Wagner and Morris have analyzed recent developments in the management of TENORM. “Right now is a very confusing time,” Wagner said. “The industry as a whole, and regulators, are just starting to learn how to manage this problem.”
“We need to be regulating smartly,” he added, pointing to the public’s generally limited understanding of radiation and the resulting fear, which he called “radiophobia.”
“It’s imperative that the public understand how their regulators with the help of the industry are managing this waste stream,” Wagner said. “We hope that we can address current and future concerns with fact-based discussions rather than rumor or misinformation.”
“The fracturing debate is a good analogy,” he said. “The public is in arms over fracturing, as a result of the lack of publicly available information regarding the process.

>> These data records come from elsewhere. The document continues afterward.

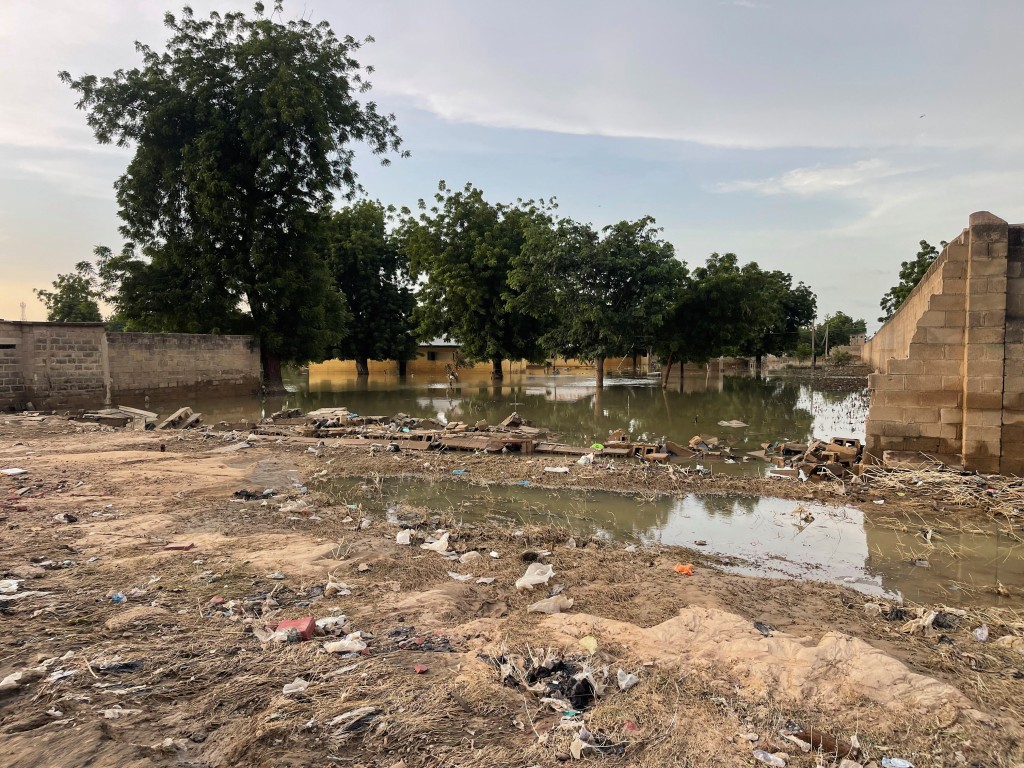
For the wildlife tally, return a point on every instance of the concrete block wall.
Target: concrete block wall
(54, 365)
(948, 381)
(57, 361)
(150, 363)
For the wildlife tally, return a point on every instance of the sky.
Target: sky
(822, 138)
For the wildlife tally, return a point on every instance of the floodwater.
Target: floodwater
(573, 408)
(872, 552)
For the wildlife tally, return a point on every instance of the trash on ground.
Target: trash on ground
(626, 680)
(352, 643)
(537, 573)
(439, 546)
(555, 604)
(768, 759)
(296, 686)
(305, 627)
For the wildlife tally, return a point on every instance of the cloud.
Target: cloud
(817, 179)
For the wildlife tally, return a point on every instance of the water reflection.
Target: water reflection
(573, 408)
(761, 536)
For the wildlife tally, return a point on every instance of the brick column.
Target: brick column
(984, 339)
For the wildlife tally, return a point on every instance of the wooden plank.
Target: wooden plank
(173, 419)
(192, 421)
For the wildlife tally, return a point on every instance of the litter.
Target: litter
(439, 546)
(537, 573)
(768, 759)
(296, 686)
(352, 643)
(555, 604)
(626, 680)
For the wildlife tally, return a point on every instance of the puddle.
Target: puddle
(870, 552)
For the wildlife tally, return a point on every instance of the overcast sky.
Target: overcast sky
(823, 138)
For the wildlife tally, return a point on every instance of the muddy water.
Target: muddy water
(873, 552)
(573, 408)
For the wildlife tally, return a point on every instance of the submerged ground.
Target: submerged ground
(134, 654)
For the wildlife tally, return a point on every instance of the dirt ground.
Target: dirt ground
(118, 651)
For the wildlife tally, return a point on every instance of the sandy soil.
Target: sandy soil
(176, 674)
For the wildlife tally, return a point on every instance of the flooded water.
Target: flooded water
(871, 552)
(573, 408)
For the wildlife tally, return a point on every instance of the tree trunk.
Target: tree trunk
(271, 372)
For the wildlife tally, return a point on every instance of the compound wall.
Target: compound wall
(53, 365)
(948, 367)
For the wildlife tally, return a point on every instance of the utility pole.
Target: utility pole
(814, 344)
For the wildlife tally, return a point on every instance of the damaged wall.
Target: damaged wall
(52, 365)
(948, 366)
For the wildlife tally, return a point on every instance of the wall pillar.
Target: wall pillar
(984, 337)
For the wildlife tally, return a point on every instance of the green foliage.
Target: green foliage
(243, 132)
(74, 298)
(910, 273)
(601, 296)
(780, 310)
(466, 249)
(840, 357)
(372, 269)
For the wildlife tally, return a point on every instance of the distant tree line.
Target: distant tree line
(243, 131)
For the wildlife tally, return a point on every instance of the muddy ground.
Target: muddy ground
(134, 654)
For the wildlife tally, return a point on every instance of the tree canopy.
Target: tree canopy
(372, 269)
(465, 249)
(600, 295)
(74, 298)
(910, 273)
(243, 131)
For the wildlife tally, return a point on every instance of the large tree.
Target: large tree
(609, 293)
(910, 273)
(779, 309)
(711, 314)
(372, 270)
(243, 131)
(74, 298)
(465, 248)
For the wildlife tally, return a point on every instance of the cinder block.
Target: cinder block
(989, 300)
(935, 318)
(944, 335)
(982, 401)
(946, 302)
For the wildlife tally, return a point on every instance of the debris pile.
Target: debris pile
(833, 460)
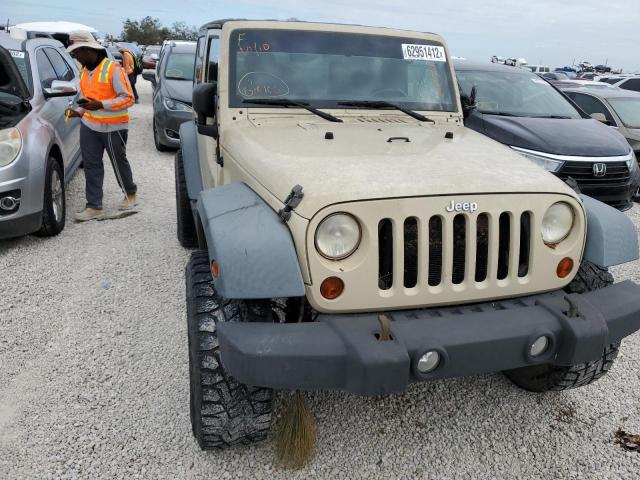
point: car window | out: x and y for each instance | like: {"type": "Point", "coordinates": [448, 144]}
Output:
{"type": "Point", "coordinates": [592, 105]}
{"type": "Point", "coordinates": [631, 84]}
{"type": "Point", "coordinates": [214, 55]}
{"type": "Point", "coordinates": [515, 93]}
{"type": "Point", "coordinates": [179, 66]}
{"type": "Point", "coordinates": [46, 71]}
{"type": "Point", "coordinates": [199, 61]}
{"type": "Point", "coordinates": [63, 70]}
{"type": "Point", "coordinates": [21, 60]}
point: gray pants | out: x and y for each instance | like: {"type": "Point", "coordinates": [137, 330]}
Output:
{"type": "Point", "coordinates": [93, 144]}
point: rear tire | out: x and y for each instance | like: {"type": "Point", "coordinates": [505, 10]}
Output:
{"type": "Point", "coordinates": [547, 377]}
{"type": "Point", "coordinates": [187, 235]}
{"type": "Point", "coordinates": [54, 207]}
{"type": "Point", "coordinates": [224, 413]}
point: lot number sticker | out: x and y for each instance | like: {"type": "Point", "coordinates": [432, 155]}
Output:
{"type": "Point", "coordinates": [428, 53]}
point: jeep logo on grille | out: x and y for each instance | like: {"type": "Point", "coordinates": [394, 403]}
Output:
{"type": "Point", "coordinates": [599, 169]}
{"type": "Point", "coordinates": [462, 207]}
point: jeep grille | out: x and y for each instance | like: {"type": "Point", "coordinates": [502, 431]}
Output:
{"type": "Point", "coordinates": [465, 230]}
{"type": "Point", "coordinates": [416, 253]}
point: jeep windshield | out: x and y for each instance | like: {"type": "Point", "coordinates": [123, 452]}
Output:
{"type": "Point", "coordinates": [325, 69]}
{"type": "Point", "coordinates": [515, 94]}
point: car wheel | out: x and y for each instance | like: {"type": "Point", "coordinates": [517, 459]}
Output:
{"type": "Point", "coordinates": [156, 139]}
{"type": "Point", "coordinates": [54, 204]}
{"type": "Point", "coordinates": [224, 413]}
{"type": "Point", "coordinates": [547, 377]}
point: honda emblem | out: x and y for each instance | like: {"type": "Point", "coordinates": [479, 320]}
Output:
{"type": "Point", "coordinates": [599, 169]}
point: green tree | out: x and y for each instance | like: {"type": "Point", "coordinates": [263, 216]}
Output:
{"type": "Point", "coordinates": [148, 31]}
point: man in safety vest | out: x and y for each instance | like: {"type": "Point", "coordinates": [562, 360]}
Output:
{"type": "Point", "coordinates": [129, 65]}
{"type": "Point", "coordinates": [105, 97]}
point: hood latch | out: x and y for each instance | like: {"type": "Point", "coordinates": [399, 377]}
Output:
{"type": "Point", "coordinates": [291, 202]}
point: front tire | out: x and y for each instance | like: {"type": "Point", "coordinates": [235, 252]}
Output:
{"type": "Point", "coordinates": [224, 412]}
{"type": "Point", "coordinates": [547, 377]}
{"type": "Point", "coordinates": [54, 207]}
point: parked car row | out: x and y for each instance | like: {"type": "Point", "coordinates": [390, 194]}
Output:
{"type": "Point", "coordinates": [523, 111]}
{"type": "Point", "coordinates": [172, 89]}
{"type": "Point", "coordinates": [39, 150]}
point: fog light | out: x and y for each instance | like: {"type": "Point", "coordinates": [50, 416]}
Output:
{"type": "Point", "coordinates": [539, 346]}
{"type": "Point", "coordinates": [429, 362]}
{"type": "Point", "coordinates": [331, 288]}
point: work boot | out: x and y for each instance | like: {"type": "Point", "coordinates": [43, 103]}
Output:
{"type": "Point", "coordinates": [89, 214]}
{"type": "Point", "coordinates": [130, 201]}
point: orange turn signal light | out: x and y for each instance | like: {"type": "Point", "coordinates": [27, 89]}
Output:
{"type": "Point", "coordinates": [215, 269]}
{"type": "Point", "coordinates": [564, 267]}
{"type": "Point", "coordinates": [331, 288]}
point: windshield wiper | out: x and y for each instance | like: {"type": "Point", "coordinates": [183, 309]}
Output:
{"type": "Point", "coordinates": [383, 104]}
{"type": "Point", "coordinates": [502, 114]}
{"type": "Point", "coordinates": [284, 102]}
{"type": "Point", "coordinates": [564, 117]}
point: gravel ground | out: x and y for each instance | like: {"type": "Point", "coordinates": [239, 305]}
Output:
{"type": "Point", "coordinates": [93, 374]}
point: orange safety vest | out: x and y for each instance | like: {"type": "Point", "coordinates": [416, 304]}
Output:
{"type": "Point", "coordinates": [128, 62]}
{"type": "Point", "coordinates": [99, 88]}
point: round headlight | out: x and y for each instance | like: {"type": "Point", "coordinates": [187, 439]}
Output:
{"type": "Point", "coordinates": [10, 145]}
{"type": "Point", "coordinates": [338, 236]}
{"type": "Point", "coordinates": [557, 223]}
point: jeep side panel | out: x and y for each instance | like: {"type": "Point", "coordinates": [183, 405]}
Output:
{"type": "Point", "coordinates": [189, 147]}
{"type": "Point", "coordinates": [250, 243]}
{"type": "Point", "coordinates": [611, 236]}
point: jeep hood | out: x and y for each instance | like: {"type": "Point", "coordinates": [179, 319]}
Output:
{"type": "Point", "coordinates": [360, 163]}
{"type": "Point", "coordinates": [575, 137]}
{"type": "Point", "coordinates": [10, 79]}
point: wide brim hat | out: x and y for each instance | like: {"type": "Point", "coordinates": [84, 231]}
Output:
{"type": "Point", "coordinates": [83, 39]}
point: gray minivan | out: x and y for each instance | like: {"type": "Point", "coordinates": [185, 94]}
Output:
{"type": "Point", "coordinates": [173, 86]}
{"type": "Point", "coordinates": [39, 149]}
{"type": "Point", "coordinates": [527, 113]}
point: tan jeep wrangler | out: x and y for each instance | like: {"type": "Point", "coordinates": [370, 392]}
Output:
{"type": "Point", "coordinates": [353, 235]}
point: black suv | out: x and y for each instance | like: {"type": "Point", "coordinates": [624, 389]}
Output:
{"type": "Point", "coordinates": [527, 113]}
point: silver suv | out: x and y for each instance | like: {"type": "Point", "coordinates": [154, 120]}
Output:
{"type": "Point", "coordinates": [39, 150]}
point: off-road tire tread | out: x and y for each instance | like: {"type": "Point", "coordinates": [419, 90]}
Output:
{"type": "Point", "coordinates": [186, 226]}
{"type": "Point", "coordinates": [224, 412]}
{"type": "Point", "coordinates": [49, 227]}
{"type": "Point", "coordinates": [543, 378]}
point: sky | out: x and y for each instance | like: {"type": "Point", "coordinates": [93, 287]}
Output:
{"type": "Point", "coordinates": [550, 32]}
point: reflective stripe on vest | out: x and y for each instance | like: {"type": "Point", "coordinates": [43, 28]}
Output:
{"type": "Point", "coordinates": [99, 88]}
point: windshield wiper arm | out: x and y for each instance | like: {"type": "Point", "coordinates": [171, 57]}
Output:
{"type": "Point", "coordinates": [501, 114]}
{"type": "Point", "coordinates": [564, 117]}
{"type": "Point", "coordinates": [383, 104]}
{"type": "Point", "coordinates": [284, 102]}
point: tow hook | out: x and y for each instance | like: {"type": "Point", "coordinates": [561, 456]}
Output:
{"type": "Point", "coordinates": [385, 328]}
{"type": "Point", "coordinates": [573, 311]}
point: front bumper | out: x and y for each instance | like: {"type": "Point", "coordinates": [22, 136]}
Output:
{"type": "Point", "coordinates": [341, 352]}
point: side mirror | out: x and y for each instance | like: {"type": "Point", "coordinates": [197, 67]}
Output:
{"type": "Point", "coordinates": [204, 101]}
{"type": "Point", "coordinates": [601, 118]}
{"type": "Point", "coordinates": [150, 77]}
{"type": "Point", "coordinates": [60, 88]}
{"type": "Point", "coordinates": [468, 102]}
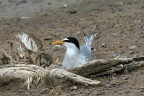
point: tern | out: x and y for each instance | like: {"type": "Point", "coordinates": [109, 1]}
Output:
{"type": "Point", "coordinates": [76, 55]}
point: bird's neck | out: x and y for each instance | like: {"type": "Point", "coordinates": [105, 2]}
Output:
{"type": "Point", "coordinates": [73, 51]}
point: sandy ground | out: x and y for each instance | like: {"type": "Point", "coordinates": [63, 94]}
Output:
{"type": "Point", "coordinates": [118, 23]}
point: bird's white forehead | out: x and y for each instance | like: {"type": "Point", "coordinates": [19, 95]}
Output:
{"type": "Point", "coordinates": [65, 39]}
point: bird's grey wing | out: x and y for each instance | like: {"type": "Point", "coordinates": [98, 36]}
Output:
{"type": "Point", "coordinates": [86, 52]}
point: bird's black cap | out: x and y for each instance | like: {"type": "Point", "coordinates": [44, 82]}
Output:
{"type": "Point", "coordinates": [72, 40]}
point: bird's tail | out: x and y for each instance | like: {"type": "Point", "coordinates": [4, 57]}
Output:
{"type": "Point", "coordinates": [88, 40]}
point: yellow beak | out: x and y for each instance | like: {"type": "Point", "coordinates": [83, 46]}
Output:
{"type": "Point", "coordinates": [60, 42]}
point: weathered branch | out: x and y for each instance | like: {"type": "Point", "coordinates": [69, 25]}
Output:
{"type": "Point", "coordinates": [99, 66]}
{"type": "Point", "coordinates": [35, 76]}
{"type": "Point", "coordinates": [121, 68]}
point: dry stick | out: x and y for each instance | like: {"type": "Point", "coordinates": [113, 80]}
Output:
{"type": "Point", "coordinates": [98, 66]}
{"type": "Point", "coordinates": [103, 65]}
{"type": "Point", "coordinates": [33, 75]}
{"type": "Point", "coordinates": [120, 69]}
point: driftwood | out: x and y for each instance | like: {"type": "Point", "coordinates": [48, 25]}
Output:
{"type": "Point", "coordinates": [34, 76]}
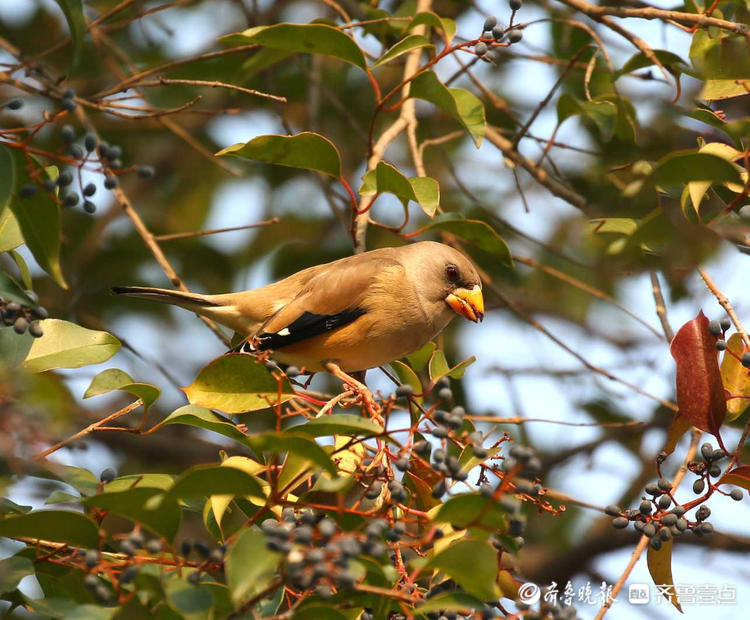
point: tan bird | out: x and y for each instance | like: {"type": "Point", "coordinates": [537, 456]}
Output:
{"type": "Point", "coordinates": [349, 315]}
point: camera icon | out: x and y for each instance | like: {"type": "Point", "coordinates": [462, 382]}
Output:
{"type": "Point", "coordinates": [639, 593]}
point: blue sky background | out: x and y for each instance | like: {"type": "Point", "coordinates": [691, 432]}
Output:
{"type": "Point", "coordinates": [501, 339]}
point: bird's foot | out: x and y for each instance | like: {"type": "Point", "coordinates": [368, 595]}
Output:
{"type": "Point", "coordinates": [361, 392]}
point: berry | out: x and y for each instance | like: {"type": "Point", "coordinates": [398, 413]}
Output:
{"type": "Point", "coordinates": [67, 133]}
{"type": "Point", "coordinates": [91, 558]}
{"type": "Point", "coordinates": [89, 142]}
{"type": "Point", "coordinates": [153, 546]}
{"type": "Point", "coordinates": [27, 191]}
{"type": "Point", "coordinates": [439, 489]}
{"type": "Point", "coordinates": [128, 574]}
{"type": "Point", "coordinates": [91, 582]}
{"type": "Point", "coordinates": [620, 523]}
{"type": "Point", "coordinates": [612, 510]}
{"type": "Point", "coordinates": [440, 432]}
{"type": "Point", "coordinates": [35, 329]}
{"type": "Point", "coordinates": [402, 464]}
{"type": "Point", "coordinates": [404, 391]}
{"type": "Point", "coordinates": [145, 172]}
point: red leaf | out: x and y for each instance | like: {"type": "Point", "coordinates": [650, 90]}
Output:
{"type": "Point", "coordinates": [700, 393]}
{"type": "Point", "coordinates": [739, 476]}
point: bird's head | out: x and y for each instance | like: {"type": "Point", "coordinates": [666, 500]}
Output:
{"type": "Point", "coordinates": [446, 275]}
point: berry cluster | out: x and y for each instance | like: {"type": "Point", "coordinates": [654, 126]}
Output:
{"type": "Point", "coordinates": [22, 317]}
{"type": "Point", "coordinates": [83, 151]}
{"type": "Point", "coordinates": [318, 554]}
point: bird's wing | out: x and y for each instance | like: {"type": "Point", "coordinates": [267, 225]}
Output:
{"type": "Point", "coordinates": [338, 294]}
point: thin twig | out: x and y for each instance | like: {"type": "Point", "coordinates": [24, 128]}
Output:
{"type": "Point", "coordinates": [644, 541]}
{"type": "Point", "coordinates": [214, 231]}
{"type": "Point", "coordinates": [724, 302]}
{"type": "Point", "coordinates": [661, 308]}
{"type": "Point", "coordinates": [90, 428]}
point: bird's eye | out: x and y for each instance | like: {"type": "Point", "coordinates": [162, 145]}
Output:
{"type": "Point", "coordinates": [451, 272]}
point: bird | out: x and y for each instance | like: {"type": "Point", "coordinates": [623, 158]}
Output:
{"type": "Point", "coordinates": [349, 315]}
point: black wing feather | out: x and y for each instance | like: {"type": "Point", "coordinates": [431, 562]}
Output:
{"type": "Point", "coordinates": [306, 326]}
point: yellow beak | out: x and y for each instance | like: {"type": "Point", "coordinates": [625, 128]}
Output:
{"type": "Point", "coordinates": [468, 303]}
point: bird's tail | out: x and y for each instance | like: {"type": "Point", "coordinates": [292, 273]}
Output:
{"type": "Point", "coordinates": [190, 301]}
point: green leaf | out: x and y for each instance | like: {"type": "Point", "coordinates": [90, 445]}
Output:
{"type": "Point", "coordinates": [735, 378]}
{"type": "Point", "coordinates": [10, 231]}
{"type": "Point", "coordinates": [191, 602]}
{"type": "Point", "coordinates": [472, 509]}
{"type": "Point", "coordinates": [250, 566]}
{"type": "Point", "coordinates": [73, 11]}
{"type": "Point", "coordinates": [67, 345]}
{"type": "Point", "coordinates": [206, 480]}
{"type": "Point", "coordinates": [12, 570]}
{"type": "Point", "coordinates": [200, 417]}
{"type": "Point", "coordinates": [478, 232]}
{"type": "Point", "coordinates": [54, 525]}
{"type": "Point", "coordinates": [304, 39]}
{"type": "Point", "coordinates": [344, 424]}
{"type": "Point", "coordinates": [427, 192]}
{"type": "Point", "coordinates": [39, 220]}
{"type": "Point", "coordinates": [23, 268]}
{"type": "Point", "coordinates": [639, 60]}
{"type": "Point", "coordinates": [715, 90]}
{"type": "Point", "coordinates": [461, 104]}
{"type": "Point", "coordinates": [306, 150]}
{"type": "Point", "coordinates": [411, 42]}
{"type": "Point", "coordinates": [439, 367]}
{"type": "Point", "coordinates": [10, 289]}
{"type": "Point", "coordinates": [602, 113]}
{"type": "Point", "coordinates": [389, 179]}
{"type": "Point", "coordinates": [418, 360]}
{"type": "Point", "coordinates": [237, 383]}
{"type": "Point", "coordinates": [450, 601]}
{"type": "Point", "coordinates": [301, 445]}
{"type": "Point", "coordinates": [162, 518]}
{"type": "Point", "coordinates": [680, 167]}
{"type": "Point", "coordinates": [7, 178]}
{"type": "Point", "coordinates": [428, 18]}
{"type": "Point", "coordinates": [113, 379]}
{"type": "Point", "coordinates": [472, 564]}
{"type": "Point", "coordinates": [660, 568]}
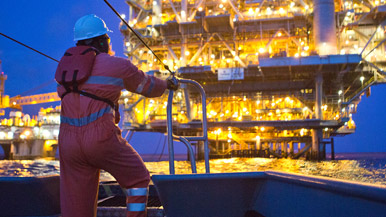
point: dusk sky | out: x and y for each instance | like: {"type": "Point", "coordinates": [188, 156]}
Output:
{"type": "Point", "coordinates": [47, 25]}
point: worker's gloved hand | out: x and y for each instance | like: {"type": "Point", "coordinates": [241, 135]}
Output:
{"type": "Point", "coordinates": [172, 83]}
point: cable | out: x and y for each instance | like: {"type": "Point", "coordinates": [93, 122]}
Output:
{"type": "Point", "coordinates": [143, 42]}
{"type": "Point", "coordinates": [29, 47]}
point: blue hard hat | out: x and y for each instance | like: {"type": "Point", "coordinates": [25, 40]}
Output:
{"type": "Point", "coordinates": [89, 26]}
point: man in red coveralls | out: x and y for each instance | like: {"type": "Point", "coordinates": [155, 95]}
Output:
{"type": "Point", "coordinates": [89, 140]}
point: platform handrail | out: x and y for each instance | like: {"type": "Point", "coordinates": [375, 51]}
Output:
{"type": "Point", "coordinates": [186, 140]}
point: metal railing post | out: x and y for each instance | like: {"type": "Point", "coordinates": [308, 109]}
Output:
{"type": "Point", "coordinates": [186, 140]}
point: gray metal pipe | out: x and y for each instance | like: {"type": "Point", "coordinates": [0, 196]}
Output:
{"type": "Point", "coordinates": [190, 151]}
{"type": "Point", "coordinates": [170, 135]}
{"type": "Point", "coordinates": [169, 128]}
{"type": "Point", "coordinates": [204, 120]}
{"type": "Point", "coordinates": [324, 27]}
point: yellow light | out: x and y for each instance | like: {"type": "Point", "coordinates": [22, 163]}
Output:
{"type": "Point", "coordinates": [281, 11]}
{"type": "Point", "coordinates": [250, 11]}
{"type": "Point", "coordinates": [269, 11]}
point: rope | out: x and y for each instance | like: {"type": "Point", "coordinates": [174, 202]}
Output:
{"type": "Point", "coordinates": [143, 42]}
{"type": "Point", "coordinates": [28, 47]}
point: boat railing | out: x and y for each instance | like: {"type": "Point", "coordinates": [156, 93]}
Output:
{"type": "Point", "coordinates": [186, 140]}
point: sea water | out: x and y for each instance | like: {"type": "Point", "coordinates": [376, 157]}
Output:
{"type": "Point", "coordinates": [360, 167]}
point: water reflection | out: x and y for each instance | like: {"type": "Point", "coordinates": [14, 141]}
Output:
{"type": "Point", "coordinates": [354, 170]}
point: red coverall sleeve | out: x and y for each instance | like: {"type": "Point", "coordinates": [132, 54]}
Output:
{"type": "Point", "coordinates": [139, 82]}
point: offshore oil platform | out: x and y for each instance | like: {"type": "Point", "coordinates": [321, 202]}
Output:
{"type": "Point", "coordinates": [282, 78]}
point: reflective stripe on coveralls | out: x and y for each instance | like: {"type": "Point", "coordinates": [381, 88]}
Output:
{"type": "Point", "coordinates": [105, 80]}
{"type": "Point", "coordinates": [85, 120]}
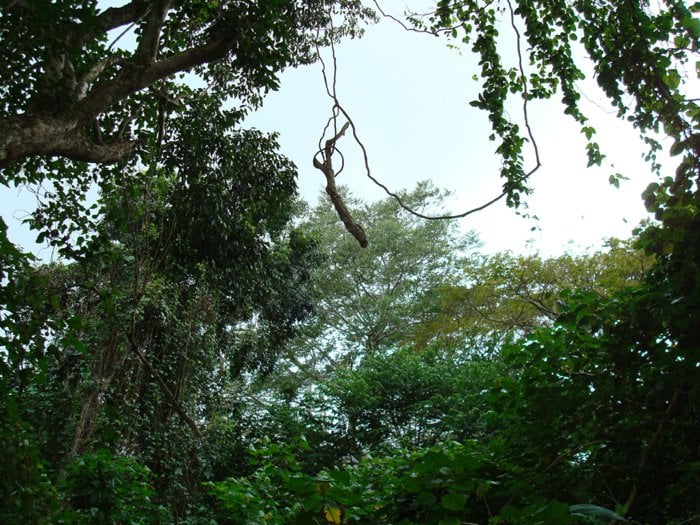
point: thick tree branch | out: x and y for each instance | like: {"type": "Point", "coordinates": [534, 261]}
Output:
{"type": "Point", "coordinates": [147, 50]}
{"type": "Point", "coordinates": [134, 77]}
{"type": "Point", "coordinates": [154, 373]}
{"type": "Point", "coordinates": [25, 135]}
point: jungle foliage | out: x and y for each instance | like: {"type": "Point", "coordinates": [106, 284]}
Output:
{"type": "Point", "coordinates": [207, 349]}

The oil and gas industry’s attempt to address this has been met with mixed results, likely because it came too late.”
The Pennsylvania Department of Health recently reported preliminary findings of its nearly 2-year-long effort to understand the exposure potential for TENORM. The report can be read here. The report is being revised and will be reissued later this year.
One thousand samples were analyzed from drill cuttings, muds, proppants, sludges, soils, sediments, and flowback and produced water. Natural gas was sampled for radon, and exposure-rate surveys were made on equipment and at operator locations.
The results of the study show that wellsites have low worker-exposure potential but that the potential exists for environmental impact from spills. The majority of conclusions from the report say that more study is needed. “Science is paramount here,” Morris said. “You have to understand what you have before you can regulate it.”
North Dakota is making news for its proposed rulemaking that would allow landfill operators to apply for increased concentration limits for TENORM in existing E&P landfills. Currently, the North Dakota concentration limit is 5 pCi/g, including background. The proposed limit is 50 pCi/g. Argonne National Laboratory prepared a study for the state in order to establish the safety basis for the proposed limit, which can be found here.
A patchwork of regulations covers TENORM, Wagner and Morris said. With a few exceptions including hazardous material transportation, diffuse TENORM, the kind found in E&P waste, is not regulated by the US government because the authority is reserved for states under the Atomic Energy Act.
Because the regulatory, industrial, and public-interest factors vary, the regulations are different in each state. Many states, for example, North Dakota, allow TENORM to be disposed in landfills only if the concentration is less than 5 pCi/g. Montana has a similar rule except for specially permitted landfills that accept E&P waste with total radium concentrations of up to 30 pCi/g. A large fraction of the waste from the Bakken formation is being disposed in eastern Montana.
Texas allows TENORM waste with total radium concentration of up to 30 pCi/g to be disposed in any E&P landfill. Since 1996, Michigan has allowed any landfill to accept TENORM of up to 50 pCi/g. The Michigan limit was reviewed by the state’s TENORM Disposal Advisory Panel. Its recent report, which can be read here (PDF), endorsed the current limit and provided several other recommendations.
“Every state is taking a different approach and learning different things,” Morris said. “The problem is managed as a function of the hazard. In Pennsylvania, it’s a big deal. In Wyoming, it’s not.”
“The bottom line,” he said, “is that you cannot come up with a scenario that approaches a danger point for the public. There are a few workplace situations, especially during natural gas pipeline maintenance, in which workers could be exposed to important levels of radioactive materials. Proper management is necessary to ensure TENORM does not create an environmental and long-term health hazard, and communication is a key to success. TENORM is not nuclear waste from reactors or weapons, and it is a mistake to let any misconception go unanswered.”